I usually try to be brave. I try to be hopeful. I try to be optimistic but lately reality has been challenging me, it’s been raining on my rainbows and casting a shadow over my sunshine.
I’m tired of the guessing games, the questions, the sleepless nights, the analyzing, the messages that don’t mean anything and I’m tired of putting myself out there only to get disappointed.
I’m tired of being told they just don’t care, they’re not worth it, that I deserve better.
I’m tired of falling for the ones who care less, the ones who are not serious, the ones who think I’m only good for a certain amount of time but not forever and I’m tired of falling for the ones who make me feel like it’s my fault.
I’m tired of my friends telling me to move on because they don’t think it’s right, they don’t think it will go anywhere. I’m tired of hearing that it’s a waste of time, that I should wait for the one who showers me with love and affection.
I’m tired of feeling like I need to stop being myself so I can find love, I’m tired of feeling that no one accepts me for who I am because I’m hard to love.

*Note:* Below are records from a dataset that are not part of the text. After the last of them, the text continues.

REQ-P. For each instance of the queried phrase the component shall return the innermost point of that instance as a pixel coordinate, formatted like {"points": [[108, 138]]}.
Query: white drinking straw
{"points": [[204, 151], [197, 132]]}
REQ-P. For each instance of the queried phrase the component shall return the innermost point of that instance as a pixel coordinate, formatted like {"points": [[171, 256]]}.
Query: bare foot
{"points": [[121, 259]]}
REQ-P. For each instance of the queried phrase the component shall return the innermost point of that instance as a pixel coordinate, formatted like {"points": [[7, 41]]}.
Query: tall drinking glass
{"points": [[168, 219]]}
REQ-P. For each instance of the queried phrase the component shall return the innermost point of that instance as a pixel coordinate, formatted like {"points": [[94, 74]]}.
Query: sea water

I’m tired of not finding love because I’m being myself.
I always tell people to try, to open up their hearts, to give it another shot, to break their own hearts but lately I feel like it shouldn’t be that hard, it shouldn’t be a war and it honestly just stopped making sense to me.
It doesn’t make sense to keep getting heartbroken when all we wanted to do was love. That we show our best to someone so they can show us their worst. That the more we like someone, the more they ignore us. That the moment you’re ready for love, it eludes you.
It just doesn’t make sense.
And I just can’t hold on to something that doesn’t make sense anymore.
I can’t hold on to something unpredictable, annoying, painful and heartbreaking.
I can’t hold on to something that makes me doubt myself.
I can’t hold on to something I can’t find.
So maybe the only thing that makes sense is to give up. Maybe this is the only time when giving up would be the smart decision because quitting something that clearly doesn’t want you is liberating.
I’m giving up on love because it seems like love has given up on me a long time ago.